Revision gegen Urteil wegen Diebstahls als unbegründet verworfen
- Gericht
- BGH
- Spruchkörper
- 3. Strafsenat
- Aktenzeichen
- 3 StR 178/89
- Datum
- 16.08.1989
- Rechtsgebiet
- Strafrecht
Abstrakte Rechtssätze
Die Revision ist gemäß § 349 Abs. 2 StPO zu verwerfen, wenn die Nachprüfung des Urteils keinen Rechtsfehler zu Lasten des Angeklagten ergibt.
Beweisanträge nach § 244 StPO setzen eine hinreichend bestimmte Beweisbehauptung voraus; unklare oder durch spätere Anträge geänderte Behauptungen genügen nicht der Bestimmtheit nach § 244 Abs. 3 StPO.
Die nach § 244 Abs. 2 StPO bestehende Pflicht des Gerichts zur Aufklärung verlangt nicht in jedem Fall eine weitere Beweisaufnahme, wenn die vorhandenen Ermittlungsunterlagen eine zusätzliche Aufklärung nicht nahelegen.
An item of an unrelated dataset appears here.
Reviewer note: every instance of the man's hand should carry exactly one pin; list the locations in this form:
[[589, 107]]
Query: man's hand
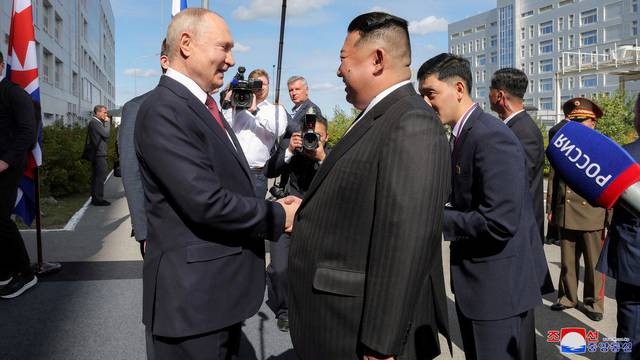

Die Kosten des Rechtsmittels sind der unterliegenden Partei aufzuerlegen.
Vorinstanzen
Landgericht Düsseldorf, 24. Oktober 1988
Rubrum
BUNDESGERICHTSHOF BESCHLUSS
3 StR 178/89 in der Strafsache gegen ██████████, geboren am ██, den ████████ Udo, 1940 in ██, wegen Diebstahls
Der 3. Strafsenat des Bundesgerichtshofs hat auf Antrag des Generalbundesanwalts und nach Anhörung des Beschwerdeführers am 16. August 1989 einstimmig
Tenor
Die Revision des Angeklagten gegen das Urteil des Landgerichts Düsseldorf vom 24. Oktober 1988 wird als unbegründet verworfen, da die Nachprüfung des Urteils auf Grund der Revisionsrechtfertigung keinen Rechtsfehler zum Nachteil des Angeklagten ergeben hat (§ 349 Abs. 2 StPO).
Darauf, ob die Beweisanträge Nr. 21 G und Nr. 29 A fehlerhaft beschieden worden sind, kommt es nicht an. Denn durch die Stellung des Beweisantrags Nr. 31 wurde die ihnen zugrundeliegende Beweisbehauptung wiederum geändert, so dass unklar blieb, ob und ggf. für welchen Zeitraum sie noch gelten sollten. Bezüglich der angeblichen Charterreise fehlt es somit an einer hinreichend bestimmten Beweisbehauptung, über die nach § 244 Abs. 3 StPO zu befinden gewesen wäre. Unter dem Gesichtspunkt der nach § 244 Abs. 2 StPO bestehenden Aufklärungspflicht brauchte sich der Strafkammer – auch im Hinblick auf die im Termin vom 23. September 1988 überreichten Ermittlungsunterlagen – eine weitere Beweisaufnahme nicht aufzudrängen.
Der Beschwerdeführer hat die Kosten des Rechtsmittels zu tragen.